More than four years after a cache of its patients’ records appeared for sale online, a Georgia-based clinic has settled with the U.S. Department of Health and Human Services' Office for Civil Rights (HHS OCR) for $1.5 million.

The clinic, Athens Orthopedic, specializes in spine health, sports medicine, and orthopedic trauma. It also had a long history of failing to adhere to the Health Insurance Portability and Accountability Act (HIPAA) Privacy and Security Rules, OCR alleges.

The settlement (.PDF) – finalized Monday - isn't a concession that the clinic isn't in violation of the HIPAA rules but it does recognize that the clinic plans to fix the issues and follow a Corrective Action plan, set forth by HHS.

In particular, OCR says the clinic failed to prevent unauthorized access to its patients' electronic protected health information or ePHI, implement security measures to reduce risks and vulnerabilities, and conduct an assessment of those risks. For certain dates, the clinic also failed to implement mechanisms to record and examine activity in systems that contained ePHI, provide its workforce with HIPAA training, and maintain copies of its HIPAA policies and procedures.

It was a combination of these shortcomings that allowed one of the decade's most infamous hacking groups, The Dark Overlord, to steal a vendor's credentials and access the clinic's system. With that access the hacker was able to access data belonging to 208,557 individuals, including patient information like name, date of birth, social security number, the reason why they visited the clinic, any medications they were on, and any financial information associated with their account, like their health insurance information or when they paid.

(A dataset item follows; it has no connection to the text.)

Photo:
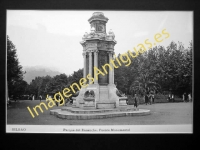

It wasn't until databreaches.net - a site that aggregates data breaches, often before they're made public - notified the clinic that its patients' records were online on June 26, 2016, that Athens Orthopedic realized something was awry. Two days later, on June 28, The Dark Overlord sought a ransom for the database. In reality the hacker had access to protected health information for more than a month, until July 16, thanks to his privileged access.

10 days later the clinic filed a breach report with the OCR that 208,557 patients had their data accessed by the attacker.

Even though The Dark Overlord used the credentials of a vendor to access the data, the OCR found a handful of issues with the way the clinic approached risk and security. Going forward, in addition to the 1.5M, Athens Orthopedic will need to follow a slew of agreements as part of the Corrective Action.

The clinic needs to reevaluate its relationships with vendors, conduct an enterprise-wide analysis of its security risks and vulnerabilities, perform an inventory of all of its data systems, electronics, etc., and develop and follow a plan to mitigate risks down the line.

The clinic needs to pay special attention to policies around the following:

• Technical access controls for any and all network/server equipment and systems to prevent impermissible access and disclosure of ePHI,
• Technical access control and restriction for all software applications that contain ePHI to ensure authorized access is limited to the minimum amount necessary,
• Technical mechanisms to create access and activity logs as well as administrative procedures to routinely review logs for suspicious events and respond appropriately,
• Termination of user accounts when necessary and appropriate,
• Appropriate configuration of user accounts to comply with the Minimum Necessary Rule,
• Required and routine password changes,
• Password strength and safeguarding,
• Addressing and documenting security incidents,
• Conducting routine, accurate, and thorough risk analyses and implementing corresponding security measures to sufficiently reduce identified risks and vulnerabilities to a reasonable and appropriate level,
• Workforce training,
• Documentation of workforce training,
• Identification of business associates,
• Engaging in compliant business associate agreements,
• Breach notification content requirements

The fact that the clinic failed to secure its data and satisfy the HIPAA Security Rule made it a prime candidate for hacking, the OCR’s Director, Roger Severino said Monday.

"Hacking is the number one source of large health care data breaches. Health care providers that fail to follow the HIPAA Security Rule make their patients' health data a tempting target for hackers," Severino said.